British socialist, school teacher and anti-war campaigner (1891–1920)

Hettie Wheeldon (25 February 1891 – 13 November 1920) was a British socialist, school teacher and antiwar campaigner, the daughter of Alice Wheeldon. In 1917 she was arrested and charged with conspiracy to murder David Lloyd George, the British Prime Minister, and Arthur Henderson, Minister without Portfolio in the British War Cabinet. There were three other codefendants: Hettie's mother, Alice Wheeldon, her sister Winnie, and her brother-in-law Alfred Mason. Hettie was acquitted, while the other three defendants were convicted and imprisoned.

==Life==
Hettie Wheeldon was one of four children born to Alice Wheeldon and William Augustus Wheeldon. A school teacher in Derby and later in Ilkeston in Derbyshire, Hettie Wheeldon like her mother and siblings opposed the war, World War I and conscription. In 1916 she became Secretary of the Derby branch of the No-Conscription Fellowship, founded to assist conscientious objectors, especially in preparing their case before Military Service Tribunals.

In January 1917 Hettie – together with her mother, her sister Winnie and her brother-in-law Alfred Mason – were arrested and charged with conspiracy to kill the Prime Minister David Lloyd George and Arthur Henderson. She was acquitted.

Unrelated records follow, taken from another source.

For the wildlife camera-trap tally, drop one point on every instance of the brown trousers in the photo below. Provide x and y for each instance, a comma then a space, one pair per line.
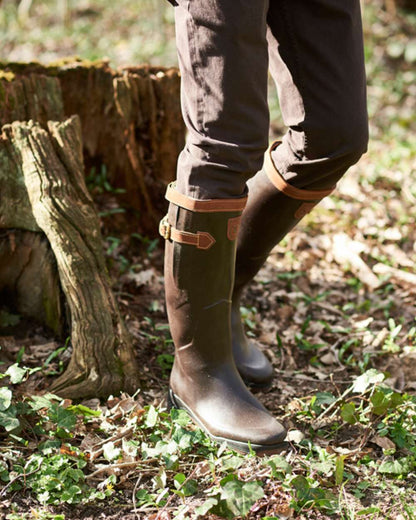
314, 49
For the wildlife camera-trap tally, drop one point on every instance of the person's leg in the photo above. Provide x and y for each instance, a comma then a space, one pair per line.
317, 62
222, 51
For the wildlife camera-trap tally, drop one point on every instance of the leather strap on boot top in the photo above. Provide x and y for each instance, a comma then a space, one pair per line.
200, 239
311, 197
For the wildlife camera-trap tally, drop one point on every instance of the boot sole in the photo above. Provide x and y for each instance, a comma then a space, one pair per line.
240, 446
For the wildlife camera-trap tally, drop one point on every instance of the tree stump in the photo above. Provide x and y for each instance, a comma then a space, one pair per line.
48, 165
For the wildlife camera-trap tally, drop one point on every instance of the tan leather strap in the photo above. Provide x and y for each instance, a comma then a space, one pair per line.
204, 206
286, 188
200, 239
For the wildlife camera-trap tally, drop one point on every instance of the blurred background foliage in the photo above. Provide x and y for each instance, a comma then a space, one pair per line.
131, 32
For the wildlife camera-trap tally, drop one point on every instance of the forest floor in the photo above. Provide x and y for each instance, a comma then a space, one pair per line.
334, 310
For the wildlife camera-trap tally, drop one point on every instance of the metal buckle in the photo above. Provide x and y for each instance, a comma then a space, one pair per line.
165, 228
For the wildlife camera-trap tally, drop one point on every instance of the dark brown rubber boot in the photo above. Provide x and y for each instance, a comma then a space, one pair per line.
274, 207
199, 272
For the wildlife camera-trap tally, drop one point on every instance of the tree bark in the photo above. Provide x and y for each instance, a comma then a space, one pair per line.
131, 122
50, 161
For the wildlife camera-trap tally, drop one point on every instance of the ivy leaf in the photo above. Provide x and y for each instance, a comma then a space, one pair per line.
5, 398
16, 373
339, 470
241, 496
180, 417
396, 467
151, 417
348, 413
110, 452
203, 509
62, 417
279, 466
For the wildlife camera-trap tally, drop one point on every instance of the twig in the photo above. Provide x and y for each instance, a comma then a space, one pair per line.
121, 465
134, 496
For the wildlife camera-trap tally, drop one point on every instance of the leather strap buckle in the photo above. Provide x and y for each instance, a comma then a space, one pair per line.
200, 239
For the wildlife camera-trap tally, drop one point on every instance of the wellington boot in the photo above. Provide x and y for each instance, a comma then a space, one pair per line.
274, 207
199, 270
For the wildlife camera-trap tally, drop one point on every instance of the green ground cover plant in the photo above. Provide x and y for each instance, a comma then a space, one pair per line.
344, 350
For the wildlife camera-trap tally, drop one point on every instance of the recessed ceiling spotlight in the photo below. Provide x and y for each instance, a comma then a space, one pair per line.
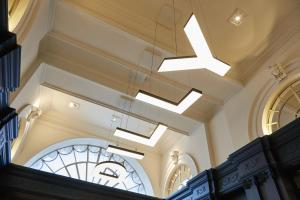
237, 17
115, 119
74, 105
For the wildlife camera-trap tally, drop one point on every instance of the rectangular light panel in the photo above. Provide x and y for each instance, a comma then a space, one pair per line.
125, 152
135, 137
179, 108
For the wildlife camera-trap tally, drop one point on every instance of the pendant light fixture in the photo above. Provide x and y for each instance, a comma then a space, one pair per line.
135, 137
203, 58
125, 152
188, 100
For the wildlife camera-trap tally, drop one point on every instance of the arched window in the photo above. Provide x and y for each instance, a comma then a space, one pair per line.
283, 107
92, 163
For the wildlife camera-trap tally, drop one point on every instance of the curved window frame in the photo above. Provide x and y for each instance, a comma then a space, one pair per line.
134, 164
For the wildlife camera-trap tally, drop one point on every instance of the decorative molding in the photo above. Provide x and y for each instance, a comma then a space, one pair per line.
10, 60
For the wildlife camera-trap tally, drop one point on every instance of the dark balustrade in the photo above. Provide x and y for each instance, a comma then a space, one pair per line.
10, 60
266, 169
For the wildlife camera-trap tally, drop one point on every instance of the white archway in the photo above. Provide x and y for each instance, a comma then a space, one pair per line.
98, 143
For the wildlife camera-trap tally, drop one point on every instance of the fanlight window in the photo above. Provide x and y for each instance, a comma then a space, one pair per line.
93, 164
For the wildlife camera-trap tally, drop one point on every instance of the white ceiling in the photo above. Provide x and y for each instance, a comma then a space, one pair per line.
110, 41
97, 120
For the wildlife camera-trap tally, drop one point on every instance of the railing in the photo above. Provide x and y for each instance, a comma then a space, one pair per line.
265, 169
10, 60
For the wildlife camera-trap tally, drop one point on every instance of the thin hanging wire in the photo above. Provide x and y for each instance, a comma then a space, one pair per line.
175, 28
153, 54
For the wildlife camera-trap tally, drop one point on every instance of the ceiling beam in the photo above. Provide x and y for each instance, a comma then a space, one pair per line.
130, 66
123, 111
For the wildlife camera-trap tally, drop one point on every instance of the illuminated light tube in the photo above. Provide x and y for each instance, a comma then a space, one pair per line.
125, 152
203, 58
135, 137
179, 108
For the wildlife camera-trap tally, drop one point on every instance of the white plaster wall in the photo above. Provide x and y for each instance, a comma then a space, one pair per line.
240, 120
43, 134
195, 146
39, 25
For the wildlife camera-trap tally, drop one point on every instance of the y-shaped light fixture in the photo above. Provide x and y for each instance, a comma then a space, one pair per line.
203, 58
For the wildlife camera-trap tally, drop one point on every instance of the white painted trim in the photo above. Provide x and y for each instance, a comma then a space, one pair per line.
183, 159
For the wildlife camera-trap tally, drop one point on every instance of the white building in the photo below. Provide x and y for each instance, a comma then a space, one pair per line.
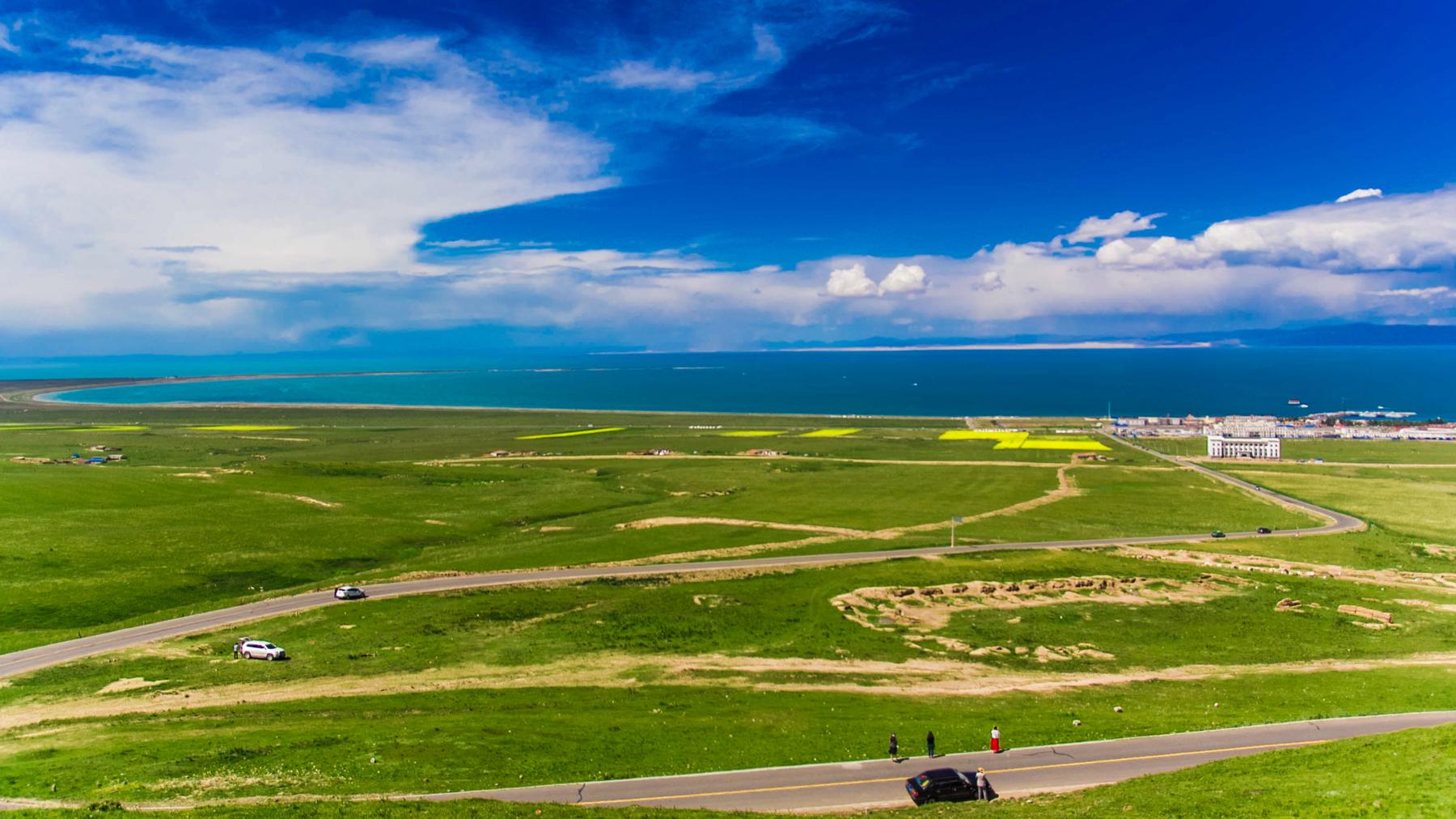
1241, 446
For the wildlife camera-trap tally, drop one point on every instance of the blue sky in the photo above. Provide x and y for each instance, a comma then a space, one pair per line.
717, 175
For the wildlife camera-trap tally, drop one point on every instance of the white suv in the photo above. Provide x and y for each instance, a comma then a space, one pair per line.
261, 651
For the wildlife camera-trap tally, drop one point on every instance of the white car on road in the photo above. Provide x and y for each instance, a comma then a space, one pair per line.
261, 651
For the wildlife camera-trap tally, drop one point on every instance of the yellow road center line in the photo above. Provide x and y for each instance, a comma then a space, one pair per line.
990, 771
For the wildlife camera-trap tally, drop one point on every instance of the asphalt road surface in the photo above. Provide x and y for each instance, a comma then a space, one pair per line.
1012, 773
43, 656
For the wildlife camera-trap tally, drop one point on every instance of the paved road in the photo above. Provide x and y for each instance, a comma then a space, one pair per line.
1017, 771
43, 656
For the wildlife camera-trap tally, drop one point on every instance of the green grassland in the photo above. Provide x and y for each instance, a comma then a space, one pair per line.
500, 738
642, 677
779, 615
1390, 775
349, 496
654, 720
1417, 503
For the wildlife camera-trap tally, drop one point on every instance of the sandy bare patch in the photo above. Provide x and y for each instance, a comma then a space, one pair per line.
929, 608
1424, 580
676, 520
305, 499
916, 613
130, 684
211, 473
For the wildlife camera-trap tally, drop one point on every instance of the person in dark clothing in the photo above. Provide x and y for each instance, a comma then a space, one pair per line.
983, 786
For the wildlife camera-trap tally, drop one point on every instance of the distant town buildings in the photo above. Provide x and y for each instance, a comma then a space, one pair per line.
1381, 424
1244, 446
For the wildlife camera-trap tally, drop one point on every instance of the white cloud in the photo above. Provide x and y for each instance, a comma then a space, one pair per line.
904, 278
1397, 232
1423, 293
1361, 194
465, 244
638, 74
225, 147
1120, 223
851, 283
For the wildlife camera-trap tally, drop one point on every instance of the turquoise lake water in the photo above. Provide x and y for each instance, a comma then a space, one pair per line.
950, 382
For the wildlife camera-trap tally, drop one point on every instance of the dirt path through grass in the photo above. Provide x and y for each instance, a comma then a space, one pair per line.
1066, 487
817, 458
1423, 580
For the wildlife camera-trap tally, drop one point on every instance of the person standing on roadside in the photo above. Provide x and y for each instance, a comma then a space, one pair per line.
983, 786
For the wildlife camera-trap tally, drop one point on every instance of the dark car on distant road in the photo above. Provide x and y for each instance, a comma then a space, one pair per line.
941, 784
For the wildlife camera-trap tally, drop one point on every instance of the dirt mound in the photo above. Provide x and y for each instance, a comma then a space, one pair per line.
929, 608
917, 613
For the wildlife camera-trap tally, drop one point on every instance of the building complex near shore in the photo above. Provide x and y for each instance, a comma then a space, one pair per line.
1242, 446
1255, 436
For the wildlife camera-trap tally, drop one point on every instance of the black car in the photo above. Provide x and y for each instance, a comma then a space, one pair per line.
941, 784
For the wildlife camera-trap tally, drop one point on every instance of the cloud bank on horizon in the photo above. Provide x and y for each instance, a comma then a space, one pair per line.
274, 196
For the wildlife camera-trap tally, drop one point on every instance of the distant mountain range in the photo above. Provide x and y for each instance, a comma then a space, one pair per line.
1321, 336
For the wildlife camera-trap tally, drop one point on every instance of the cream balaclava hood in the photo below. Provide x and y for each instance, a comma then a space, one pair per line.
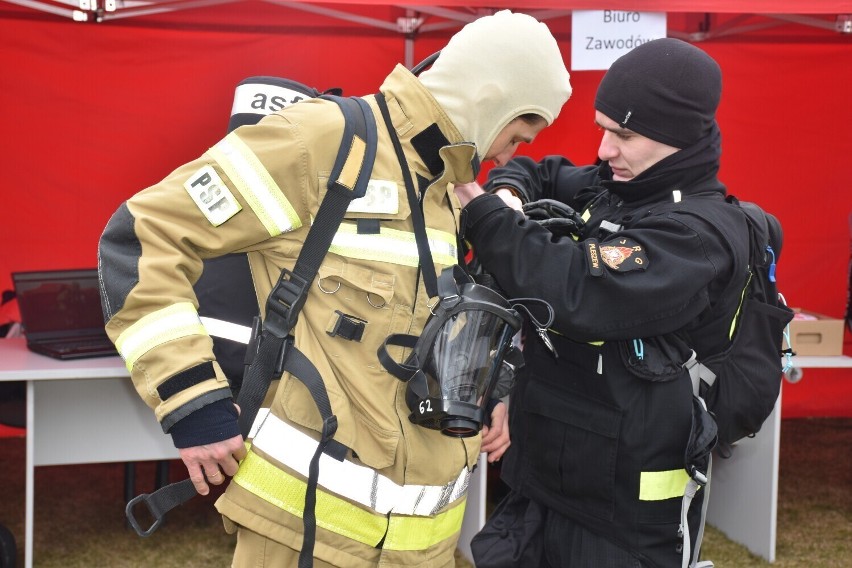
496, 69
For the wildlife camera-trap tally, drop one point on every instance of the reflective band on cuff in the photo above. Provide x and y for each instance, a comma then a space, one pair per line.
355, 482
286, 492
227, 330
660, 485
176, 321
255, 184
393, 246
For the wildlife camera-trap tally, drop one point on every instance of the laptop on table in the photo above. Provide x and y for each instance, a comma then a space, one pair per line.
61, 313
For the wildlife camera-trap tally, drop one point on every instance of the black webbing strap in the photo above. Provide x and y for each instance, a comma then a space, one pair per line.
427, 266
275, 352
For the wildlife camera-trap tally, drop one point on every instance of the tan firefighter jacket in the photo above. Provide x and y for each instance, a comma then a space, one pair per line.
257, 191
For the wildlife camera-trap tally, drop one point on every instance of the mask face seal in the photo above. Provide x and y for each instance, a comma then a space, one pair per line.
455, 364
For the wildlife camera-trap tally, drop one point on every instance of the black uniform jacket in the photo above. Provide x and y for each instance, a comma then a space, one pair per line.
657, 270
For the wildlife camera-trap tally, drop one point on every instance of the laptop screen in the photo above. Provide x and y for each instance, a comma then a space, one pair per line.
59, 302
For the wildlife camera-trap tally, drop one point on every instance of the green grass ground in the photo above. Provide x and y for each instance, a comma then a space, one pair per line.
80, 520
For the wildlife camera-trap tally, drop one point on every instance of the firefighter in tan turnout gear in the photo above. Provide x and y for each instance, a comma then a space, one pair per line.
398, 497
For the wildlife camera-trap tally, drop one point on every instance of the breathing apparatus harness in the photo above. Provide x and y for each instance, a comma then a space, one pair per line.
273, 352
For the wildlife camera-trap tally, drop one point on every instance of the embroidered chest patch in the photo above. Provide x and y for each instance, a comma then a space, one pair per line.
624, 255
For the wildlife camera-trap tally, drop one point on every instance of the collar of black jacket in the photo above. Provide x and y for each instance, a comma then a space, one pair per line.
689, 170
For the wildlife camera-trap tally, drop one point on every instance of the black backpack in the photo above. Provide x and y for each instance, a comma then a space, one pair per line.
745, 379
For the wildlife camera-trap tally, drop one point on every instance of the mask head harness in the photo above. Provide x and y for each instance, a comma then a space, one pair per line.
456, 363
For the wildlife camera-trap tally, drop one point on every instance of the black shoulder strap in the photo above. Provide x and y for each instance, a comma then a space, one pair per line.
350, 175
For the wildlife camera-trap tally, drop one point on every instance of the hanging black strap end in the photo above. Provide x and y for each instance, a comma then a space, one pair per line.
159, 503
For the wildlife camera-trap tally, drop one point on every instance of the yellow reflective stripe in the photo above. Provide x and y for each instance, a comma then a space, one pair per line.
279, 488
255, 184
393, 246
660, 485
419, 533
354, 160
739, 308
176, 321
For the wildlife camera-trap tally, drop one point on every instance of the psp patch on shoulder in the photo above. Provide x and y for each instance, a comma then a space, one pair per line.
623, 255
212, 196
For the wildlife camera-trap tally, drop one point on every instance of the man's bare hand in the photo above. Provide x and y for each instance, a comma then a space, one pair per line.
495, 440
213, 462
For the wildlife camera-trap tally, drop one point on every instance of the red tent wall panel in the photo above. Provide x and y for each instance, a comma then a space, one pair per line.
94, 112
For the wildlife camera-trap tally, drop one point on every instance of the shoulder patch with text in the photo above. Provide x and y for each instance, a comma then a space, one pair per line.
212, 196
593, 257
623, 255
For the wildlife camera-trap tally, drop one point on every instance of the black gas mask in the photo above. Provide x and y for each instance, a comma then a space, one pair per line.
464, 352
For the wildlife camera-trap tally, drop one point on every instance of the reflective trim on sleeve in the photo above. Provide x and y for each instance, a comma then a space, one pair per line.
176, 321
256, 185
227, 330
355, 482
661, 485
287, 492
393, 246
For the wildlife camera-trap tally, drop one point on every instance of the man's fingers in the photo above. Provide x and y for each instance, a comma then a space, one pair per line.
198, 481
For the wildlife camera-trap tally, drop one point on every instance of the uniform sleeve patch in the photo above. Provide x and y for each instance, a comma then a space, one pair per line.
212, 196
623, 255
593, 257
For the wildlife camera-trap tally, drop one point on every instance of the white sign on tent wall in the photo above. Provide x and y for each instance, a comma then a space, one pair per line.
599, 37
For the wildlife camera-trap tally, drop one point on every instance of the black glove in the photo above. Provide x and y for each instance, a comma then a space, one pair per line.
555, 216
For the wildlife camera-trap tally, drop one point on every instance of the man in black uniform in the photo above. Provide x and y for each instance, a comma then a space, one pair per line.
609, 442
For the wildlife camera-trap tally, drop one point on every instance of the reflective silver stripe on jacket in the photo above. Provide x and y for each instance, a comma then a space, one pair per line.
355, 482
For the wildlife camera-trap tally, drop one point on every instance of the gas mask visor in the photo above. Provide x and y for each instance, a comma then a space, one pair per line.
455, 364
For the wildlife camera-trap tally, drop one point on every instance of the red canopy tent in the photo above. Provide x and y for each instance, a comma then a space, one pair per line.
95, 110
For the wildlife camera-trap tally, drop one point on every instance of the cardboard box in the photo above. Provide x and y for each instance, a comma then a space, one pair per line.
816, 334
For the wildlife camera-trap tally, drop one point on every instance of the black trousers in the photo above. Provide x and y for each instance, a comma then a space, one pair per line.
522, 533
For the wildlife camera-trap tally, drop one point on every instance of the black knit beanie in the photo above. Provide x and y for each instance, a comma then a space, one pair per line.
666, 89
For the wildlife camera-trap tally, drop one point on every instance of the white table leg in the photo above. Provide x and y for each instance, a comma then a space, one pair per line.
744, 489
30, 476
474, 514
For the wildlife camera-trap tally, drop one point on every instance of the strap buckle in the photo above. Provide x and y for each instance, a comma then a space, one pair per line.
285, 302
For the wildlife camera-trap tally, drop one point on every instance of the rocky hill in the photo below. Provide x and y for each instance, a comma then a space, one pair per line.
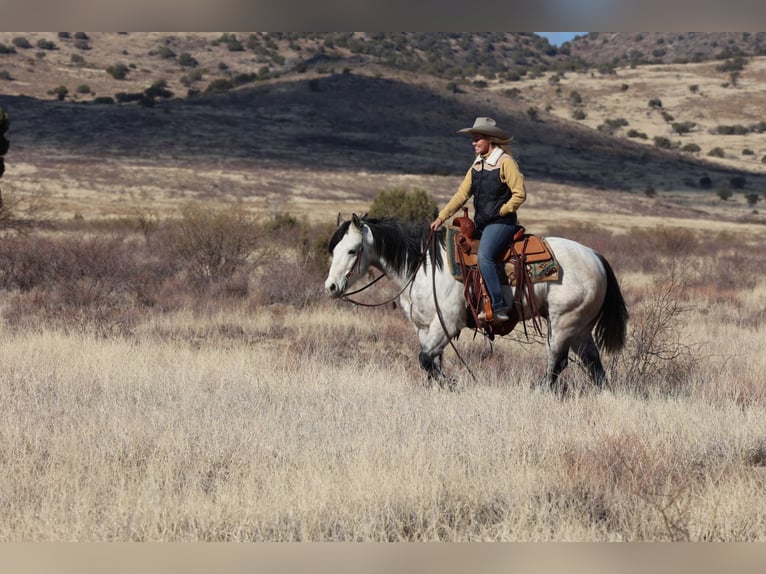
387, 102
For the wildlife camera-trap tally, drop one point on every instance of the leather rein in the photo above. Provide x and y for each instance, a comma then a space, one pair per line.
430, 244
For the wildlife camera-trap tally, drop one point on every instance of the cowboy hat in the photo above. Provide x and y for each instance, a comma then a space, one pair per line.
487, 127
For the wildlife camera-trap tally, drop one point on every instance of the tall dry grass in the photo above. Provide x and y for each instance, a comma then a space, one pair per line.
234, 415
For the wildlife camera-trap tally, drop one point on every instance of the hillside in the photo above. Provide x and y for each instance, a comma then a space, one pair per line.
625, 48
247, 111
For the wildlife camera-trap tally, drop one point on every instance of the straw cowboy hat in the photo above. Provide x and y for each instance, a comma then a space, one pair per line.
487, 127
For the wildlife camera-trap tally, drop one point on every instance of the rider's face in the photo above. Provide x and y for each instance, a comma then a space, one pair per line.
481, 144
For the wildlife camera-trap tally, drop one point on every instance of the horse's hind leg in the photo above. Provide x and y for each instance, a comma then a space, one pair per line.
558, 357
431, 364
432, 344
586, 349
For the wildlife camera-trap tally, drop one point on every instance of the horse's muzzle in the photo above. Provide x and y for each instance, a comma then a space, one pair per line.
334, 290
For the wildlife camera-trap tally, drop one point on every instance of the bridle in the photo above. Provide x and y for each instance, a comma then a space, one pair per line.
357, 266
430, 244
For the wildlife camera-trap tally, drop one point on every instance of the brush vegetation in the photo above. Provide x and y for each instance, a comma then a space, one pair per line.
156, 395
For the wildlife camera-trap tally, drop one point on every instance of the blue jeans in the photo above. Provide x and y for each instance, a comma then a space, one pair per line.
495, 238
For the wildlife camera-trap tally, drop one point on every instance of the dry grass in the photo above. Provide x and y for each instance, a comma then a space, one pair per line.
248, 421
310, 431
143, 406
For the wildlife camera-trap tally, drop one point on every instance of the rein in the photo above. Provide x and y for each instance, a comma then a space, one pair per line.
430, 244
358, 263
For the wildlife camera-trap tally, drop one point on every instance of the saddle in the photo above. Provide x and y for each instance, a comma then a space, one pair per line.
527, 260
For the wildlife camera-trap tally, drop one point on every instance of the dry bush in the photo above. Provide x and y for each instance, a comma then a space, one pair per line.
212, 243
70, 282
656, 357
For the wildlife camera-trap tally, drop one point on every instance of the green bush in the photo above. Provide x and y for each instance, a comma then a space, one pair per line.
417, 205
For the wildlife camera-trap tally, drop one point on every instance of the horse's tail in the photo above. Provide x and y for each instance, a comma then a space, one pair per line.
611, 325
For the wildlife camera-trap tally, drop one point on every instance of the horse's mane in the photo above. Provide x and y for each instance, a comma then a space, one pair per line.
400, 243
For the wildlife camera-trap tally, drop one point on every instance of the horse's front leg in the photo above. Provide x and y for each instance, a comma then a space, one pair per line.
433, 340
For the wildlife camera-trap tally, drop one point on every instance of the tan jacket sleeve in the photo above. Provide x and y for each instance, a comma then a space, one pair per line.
462, 195
513, 178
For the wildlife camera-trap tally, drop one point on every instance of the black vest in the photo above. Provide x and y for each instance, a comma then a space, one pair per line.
489, 195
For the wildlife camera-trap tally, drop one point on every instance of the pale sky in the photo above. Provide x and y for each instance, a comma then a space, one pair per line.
558, 38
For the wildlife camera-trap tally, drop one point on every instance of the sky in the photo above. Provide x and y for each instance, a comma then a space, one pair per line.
558, 38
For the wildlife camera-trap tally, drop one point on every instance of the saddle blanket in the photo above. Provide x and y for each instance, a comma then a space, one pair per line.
541, 261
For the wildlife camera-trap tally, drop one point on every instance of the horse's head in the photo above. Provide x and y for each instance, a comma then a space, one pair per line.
350, 255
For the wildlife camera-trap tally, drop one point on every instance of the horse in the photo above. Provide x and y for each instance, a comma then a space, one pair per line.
584, 301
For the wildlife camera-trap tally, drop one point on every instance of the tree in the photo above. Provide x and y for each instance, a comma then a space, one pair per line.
4, 145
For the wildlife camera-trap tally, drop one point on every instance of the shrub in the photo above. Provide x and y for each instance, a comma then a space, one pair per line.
683, 127
187, 60
724, 193
60, 92
738, 182
716, 152
212, 244
655, 356
417, 205
21, 42
166, 53
691, 148
44, 44
158, 89
219, 85
118, 71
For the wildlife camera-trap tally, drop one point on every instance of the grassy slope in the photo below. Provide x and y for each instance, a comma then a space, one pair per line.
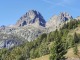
69, 54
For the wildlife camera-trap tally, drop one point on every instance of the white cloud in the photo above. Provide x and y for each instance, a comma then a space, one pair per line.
62, 3
47, 1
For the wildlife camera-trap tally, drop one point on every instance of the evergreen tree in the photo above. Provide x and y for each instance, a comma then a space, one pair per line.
75, 49
57, 50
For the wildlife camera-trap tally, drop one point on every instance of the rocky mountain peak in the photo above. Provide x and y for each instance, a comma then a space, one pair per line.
32, 17
57, 20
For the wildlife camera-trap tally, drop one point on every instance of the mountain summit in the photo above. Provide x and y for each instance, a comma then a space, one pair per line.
57, 20
32, 17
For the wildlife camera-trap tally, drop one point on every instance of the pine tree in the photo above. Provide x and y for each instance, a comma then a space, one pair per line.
57, 50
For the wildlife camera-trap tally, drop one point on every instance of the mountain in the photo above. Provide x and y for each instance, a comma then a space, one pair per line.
56, 21
32, 17
31, 25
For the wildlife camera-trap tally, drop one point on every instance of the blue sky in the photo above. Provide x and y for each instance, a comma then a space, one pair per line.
12, 10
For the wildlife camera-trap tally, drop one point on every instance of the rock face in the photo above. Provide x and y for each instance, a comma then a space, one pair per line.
57, 21
31, 18
29, 27
9, 43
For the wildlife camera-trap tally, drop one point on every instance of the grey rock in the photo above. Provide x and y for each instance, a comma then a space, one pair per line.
57, 21
31, 17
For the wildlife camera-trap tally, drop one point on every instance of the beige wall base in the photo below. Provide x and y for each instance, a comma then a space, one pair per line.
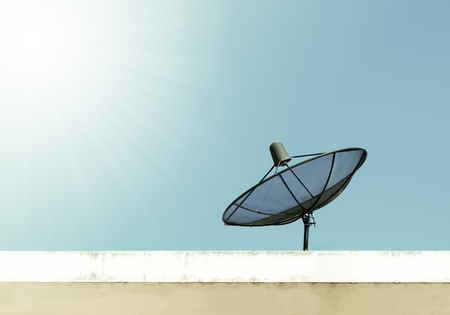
224, 298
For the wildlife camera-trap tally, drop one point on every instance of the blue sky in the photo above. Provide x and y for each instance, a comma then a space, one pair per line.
131, 125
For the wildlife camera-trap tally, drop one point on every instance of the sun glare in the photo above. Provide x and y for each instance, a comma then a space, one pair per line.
30, 43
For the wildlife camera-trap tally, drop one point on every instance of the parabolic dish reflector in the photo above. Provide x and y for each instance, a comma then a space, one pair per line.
296, 191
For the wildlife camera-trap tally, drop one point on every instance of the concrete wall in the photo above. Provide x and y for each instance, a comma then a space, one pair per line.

At the time of the trial Hettie was engaged to Walt Goodman. That year she became pregnant, but had an abortion, "declaring no man was going to tie her down". In 1919 she became the Derby secretary of the Socialist Labour Party. In August 1919, her review of R. M. Fox's Factory Echoes and other Sketches for The Socialist appeared under the name Hettie McManus. She married Arthur McManus in 1920. That year she gave birth to a stillborn child, but later in the year died of peritonitis after appendicitis.